All of this ripples through the local economy. The construction business, once a mainstay, has withered. Local governments are trimming their staff. Some of those who have lost their homes or jobs have moved away: the population of Nevada started falling in 2008 for the first time in decades. And even those who stick around may be infected by the surrounding gloom. Alan Swinson, a builder living in North Las Vegas, says he has struggled to keep up with his mortgage in the past and is now determined to scrimp and save all he can to ward off future calamities. One recent study found, perhaps unsurprisingly, that high levels of foreclosure tended to drag down not just investment in property but also car sales.

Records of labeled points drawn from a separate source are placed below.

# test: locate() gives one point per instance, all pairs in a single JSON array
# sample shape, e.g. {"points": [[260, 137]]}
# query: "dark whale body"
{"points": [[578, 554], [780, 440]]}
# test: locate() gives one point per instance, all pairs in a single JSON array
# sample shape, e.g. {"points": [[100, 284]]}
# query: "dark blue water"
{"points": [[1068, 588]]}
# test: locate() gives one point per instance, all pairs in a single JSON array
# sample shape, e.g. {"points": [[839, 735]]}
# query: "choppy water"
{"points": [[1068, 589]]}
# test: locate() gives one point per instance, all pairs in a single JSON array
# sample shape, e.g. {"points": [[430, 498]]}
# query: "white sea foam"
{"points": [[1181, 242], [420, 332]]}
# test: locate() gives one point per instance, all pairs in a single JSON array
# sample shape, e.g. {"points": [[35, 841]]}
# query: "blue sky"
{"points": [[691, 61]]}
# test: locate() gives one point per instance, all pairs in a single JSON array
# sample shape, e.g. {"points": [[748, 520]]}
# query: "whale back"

The knock-on effects go further, argues Terrie D’Antonio, the head of Help of Southern Nevada, a charity. Moving house can cut people off from their friends, churches, schools and community groups. Many have lost their homes because they have lost their jobs. All this leaves them isolated and depressed. And that can lead to drug and alcohol abuse, domestic violence, juvenile delinquency and so on. The number of people turning to Help about all these problems has jumped in recent years, Ms D’Antonio says. A 2009 survey of Latino families around the country whose homes had been foreclosed had similar findings: amid the stress, marriages broke down; family members fell out; children’s academic performance suffered.

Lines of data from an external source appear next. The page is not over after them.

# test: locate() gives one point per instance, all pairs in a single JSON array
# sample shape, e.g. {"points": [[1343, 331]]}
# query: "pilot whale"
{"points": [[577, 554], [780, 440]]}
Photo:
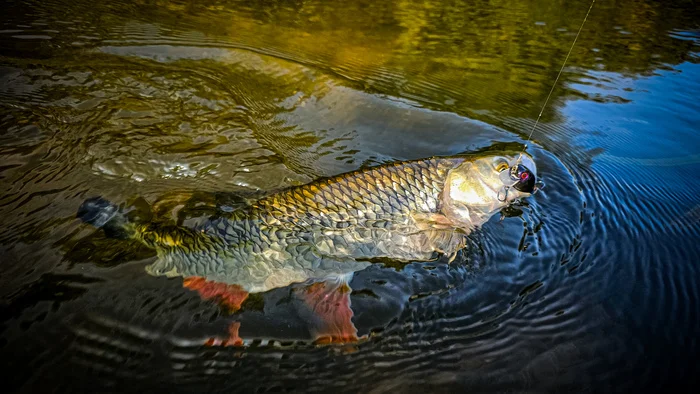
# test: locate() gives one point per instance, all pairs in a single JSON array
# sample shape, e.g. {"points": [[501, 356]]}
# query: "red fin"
{"points": [[229, 296], [332, 316], [232, 340]]}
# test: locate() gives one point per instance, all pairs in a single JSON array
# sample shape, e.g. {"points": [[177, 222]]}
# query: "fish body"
{"points": [[331, 227]]}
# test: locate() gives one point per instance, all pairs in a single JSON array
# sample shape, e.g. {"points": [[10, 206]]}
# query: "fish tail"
{"points": [[104, 214]]}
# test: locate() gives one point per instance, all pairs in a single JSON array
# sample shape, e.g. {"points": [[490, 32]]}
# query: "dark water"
{"points": [[593, 287]]}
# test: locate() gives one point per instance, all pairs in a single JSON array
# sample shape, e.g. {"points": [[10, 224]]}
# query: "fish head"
{"points": [[478, 188]]}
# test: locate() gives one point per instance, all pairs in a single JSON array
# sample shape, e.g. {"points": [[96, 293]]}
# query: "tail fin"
{"points": [[106, 215]]}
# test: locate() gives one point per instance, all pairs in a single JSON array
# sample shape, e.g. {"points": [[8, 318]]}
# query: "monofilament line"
{"points": [[557, 79]]}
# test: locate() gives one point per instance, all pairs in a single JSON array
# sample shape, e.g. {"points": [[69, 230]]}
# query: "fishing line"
{"points": [[556, 80]]}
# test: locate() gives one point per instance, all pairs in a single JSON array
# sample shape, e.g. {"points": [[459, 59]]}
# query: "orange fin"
{"points": [[331, 315], [232, 340], [228, 296]]}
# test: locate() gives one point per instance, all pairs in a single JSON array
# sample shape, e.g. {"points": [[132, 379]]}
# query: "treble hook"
{"points": [[505, 194]]}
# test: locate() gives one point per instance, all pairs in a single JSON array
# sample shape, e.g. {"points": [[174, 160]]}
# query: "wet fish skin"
{"points": [[327, 227], [331, 227]]}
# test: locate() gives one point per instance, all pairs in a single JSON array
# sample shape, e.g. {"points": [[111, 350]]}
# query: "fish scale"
{"points": [[316, 226]]}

The proliferation of foreclosures has impinged on politics, too. Local politicians all have pet schemes to pep up the property market. Democrats at both state and federal level have tried to cast themselves as friends to struggling homeowners, voting for various measures to encourage forbearance by banks and tide over borrowers in arrears. Shelley Berkley, the Democrat who represents Las Vegas in Congress, huffs and puffs about Republican plans to shelve such schemes: “Talk about kicking people when they’re down!” But Republicans in districts with lots of foreclosures are more sympathetic to the over-indebted than the party as a whole. Joe Heck, the Republican who represents many of the city’s suburbs, recently cast the sole Republican vote to preserve one of the programmes Ms Berkley is so worried about. His predecessor, Dina Titus, a Democrat, was booted out of office last year amid anger about the state of the economy—yet another victim of America’s housing bust.